Jakarta – Profesi penggali makam meski terkesan kurang mendapat perhatian, tetapi memiliki nilai luhur yang luar biasa. Pasalnya, penggali makam tidak hanya bekerja untuk mencari nafkah, tetapi profesi itu juga dilakukan sebagai jalan ibadah, terutama bagi umat islam karena mengurus jenazah itu hukumnya wajib atau fardhu kifayah.
Apalagi saat pandemi virus Corona atau Covid-19 sekarang ini, para penggali dituntut memiliki loyalitas tinggi. Bahkan tidak jarang mereka dari pagi sampai malam harus standby untuk menunggu kedatangan jenazah korban Covid-19.
Mustaki (48), salah seorang penggali makam di TPU Tegal Alur, Kalideres, misalnya. Ia mengaku sudah biasa menunggu kedatangan jenazah pasien Corona hingga malam hari. Menurutnya, sebelum pandemi Covid-19, penguburan biasa sampai jam 16.00 sore.
“(Sekarang) kadang-kadang jam 22.00 malam mayat belum sampai, nunggu juga, memang tugas kita, harus nunggu, sampai selesai,” kata Mustaki dikutip dari laman Detikcom, Rabu (19/8/2020).
Ketika masa awal pendemi, Mustaki bisa sewaktu-waktu menerima kedatangan jenazah pasien Corona. Namun, saat ini sudah ada informasi jelas waktu kedatangan jenazahnya.
“Iya ada memang begitu, waktu awal-awal Covid, alhamdulillah sekarang kita dapat informasi, kita tanya petugas dari pusat masih ‘ada nggak’, ‘ada satu dua lagi’, (habis itu) kita santai lagi. Kalau kata dia udah nggak ada, kita jam 18.00 sore kita selesai. Pokoknya magrib aja kita bubar. Kalau masih ada kita standby karena tugas kita apalagi namanya manusia hukumnya fardu kifayah harus disegerakan,” tuturnya.
Mustaki menceritakan, ia pernah menggali 21 makam dalam sehari. Sebelum dibantu menggunakan backhoe, dia dan rekannya bisa menggali makam selama 2-3 jam.
“Bisa 21 (gali makam) dalam sehari. Kalau (pemakaman) COVID itu dibantu alat (backhoe) itu, kita kalau gali sendiri nggak kuat. Kalau digali manual dulu bisa 2 sampai 3 jam,” ungkap Mustaki.
Selain menggali makam, ayah tiga anak ini juga ikut mengurus kedatangan jenazah. Dia menceritakan pengalaman gerahnya menggunakan alat pelindung diri (APD).

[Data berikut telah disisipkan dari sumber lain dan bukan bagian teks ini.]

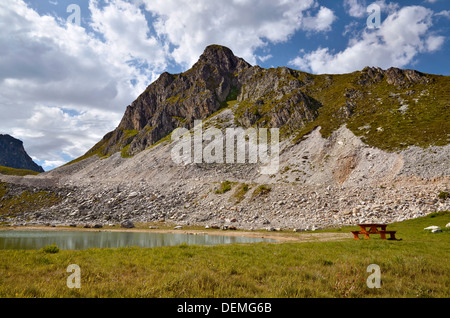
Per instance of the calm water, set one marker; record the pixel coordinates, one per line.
(78, 240)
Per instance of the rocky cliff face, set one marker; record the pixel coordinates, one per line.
(13, 155)
(390, 109)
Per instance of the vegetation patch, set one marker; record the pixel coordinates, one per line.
(240, 192)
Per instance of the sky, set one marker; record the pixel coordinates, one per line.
(69, 69)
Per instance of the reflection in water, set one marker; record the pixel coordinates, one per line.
(78, 240)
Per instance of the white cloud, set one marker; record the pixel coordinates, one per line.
(401, 37)
(322, 22)
(358, 8)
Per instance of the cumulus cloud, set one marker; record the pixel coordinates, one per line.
(242, 25)
(400, 38)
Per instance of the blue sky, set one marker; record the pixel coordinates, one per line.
(63, 86)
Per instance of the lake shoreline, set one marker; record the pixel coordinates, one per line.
(280, 237)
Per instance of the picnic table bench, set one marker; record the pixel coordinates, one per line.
(373, 228)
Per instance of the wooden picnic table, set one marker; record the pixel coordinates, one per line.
(373, 228)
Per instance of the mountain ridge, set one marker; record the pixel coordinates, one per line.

“Saya yang nurunin, yang pakai peti 4 orang yang kerek, dari pihak kita, gali juga. Semua, kita pakai, protokol pemerintah semua pakai APD. Pas gali nggak (pakai APD), pas nurunin iya, pakai sarung tangan, masker. Gerah,” ungkap warga Kamal, Jakarta Barat itu.
Meski merasakan lelah, Mustaki tetap tidak mengeluh. Semua rasa lelah itu hilang saat bersenda gurau bersama rekan-rekannya saat menunggu kedatangan jenazah.
“(Kalau lelah) nggak sih, buat saya ya, kita di sini sama teman-teman sambil bercanda aja, makanya rasa capek penat itu hilang, ngopi, alhamdulilah sih ya paling di situ. Jadi kita kerja ya nggak lu lu gua gua, kita sama-sama,” tutup Mustaki.
Walaupun harus bekerja ekstra, Mustaki mengaku meniatkan lelahnya untuk ibadah. Dia turut membayangkan kalau ada keluarganya yang meninggal, pasti dia ingin ada yang mengurus dengan baik.
“Nggak (lelah), alhamdulillah nggak sih, dekat (pemakaman umum dan khusus Corona). Kita niat kan ibadah, kalau terjadi ke keluarga kita kan gimana,” ujar Mustaki.
“Kalau masalah itu semua juga capek kita, istilahnya dianggap biasa aja, kan namanya ibadah, alhamdulillah sih, kita juga nggak pernah ngeluh, kan kewajiban,” katanya mengakhiri.